C'était ce qu'il était. Simplement un peu de doute dans des pensées si bien organisées. Une personne parmi tant d'autres, si perturbé, une logique démolie par cette vie qu'il regrettait par moments presque d'avoir reçu.  Il compensait, car après tout, son amour de la compétition lui suffisait à garder son estime - Hadès n’avait peut-être qu’une corde à son arc, mais elle était indestructible. Hadès était résolu ; il a cessé de s’identifier à ce héros courageux que tous admiraient, il a cessé de voir son monde tourner autour de notions si bancales que le bien que chacun veut étaler. Il est devenu le méchant de l’histoire, celui qui fait passer ses désirs avant ceux du monde entier - celui tant détesté, car il n'avait plus envie de dépendre des autres. Il en avait assez de cette humanité, de cette simplicité qu'il identifiait à de la faiblesse même aujourd'hui ; il comprenait peut-être, mais il se faisait bien trop confiance pour remettre en doute ses décisions. Ce monde ne méritait pas plus sa compassion que ceux qu'il avait piétiné ; il était devenu un démon aux yeux de bien des gens et il ne changerait pas sous le joug d'un peu d'amour dans son existence passée qu'il avait si aisément oublié.

Hadès n’avait pas besoin d’être une bonne personne, juste de gagner comme il l’avait toujours fait.

T’avais les cheveux rouges de la passion, les yeux écarlates des flammes infernales. T’avais cette apparence intimidante et ce regard si puissant. T’avais le look rougeoyé par ta propre colère, parce que ça n’avait pas toujours été ainsi. T’avais été différent autre fois, t’avais eu ce soupçon de normalité avant de tomber dans cette folie. Cette chevelure emmêlée, ce buisson capillaire de couleur brune, surplombant un visage aux traits fins mais marqués. C’est vrai, t’avais toujours eu ce regard déterminé, cette volonté au plus profond de tes iris bleutés - donnant cette incontournable impression de force.

TAILLE 1m80.
COULEUR DES CHEVEUX Bordeaux.
COULEUR DES YEUX Terre de sienne.

Ce regard t’avait rejoint très tôt, ce visage à l’impression de force, à l’air indestructible. Tu semblais intouchable Hadès, quand le marbre venait transformer les traits de ce visage. Certains avaient peur de toi, d’autres attendaient qu’un sourire narquois se forme pour ressentir ce sentiment. Ces yeux enflammés, lentilles superposées sur tes iris à l’image de l’océan, ne te quittaient jamais.

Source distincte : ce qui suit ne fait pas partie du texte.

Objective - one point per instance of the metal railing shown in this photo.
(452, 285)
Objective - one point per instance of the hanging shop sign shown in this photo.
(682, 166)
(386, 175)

Tu sais pas par quel besoin t’avais voulu faire ça, mais tu trouvais que ça t’allait bien. T’avais toujours aimé le rouge, symbole de la passion qui t’animait. Passion envers les jeux vidéos, envers le virtuel.

STYLE VESTIMENTAIRE Simple, hauts à motifs.
SIGNES DISTINCTIFS Rien de spécifique.
REGARD D'AUTRUI Apeuré ? Intimidé ? Respectueux ?
INVENTAIRE Vide.

Bouche fine, nez sans forme marquante et un sens de l’audition à l’image des oreilles-même : parfait. Tu faisais parti du rare pourcentage de jeunes exemptes de boutons, et ça te rendait fier - peut-être une nouvelle raison de te voir au-dessus des autres, tant elles se faisaient rares. Au fond, c’était peut-être l’unique chose que tu te permettais d’aimer chez toi. Bien que ton apparence n’avait jamais fait parti de tes préoccupations, qui n’y accordait pas un minimum d’attention ? En dehors des quelque regards blasés jetés à ton propre reflet, toi. Pas une once de sport, pas un jour d’efforts. Affalé derrière le PC à grignoter toutes sortes de cochonneries, assis derrière un écran à délaisser le corps au profit du cerveau.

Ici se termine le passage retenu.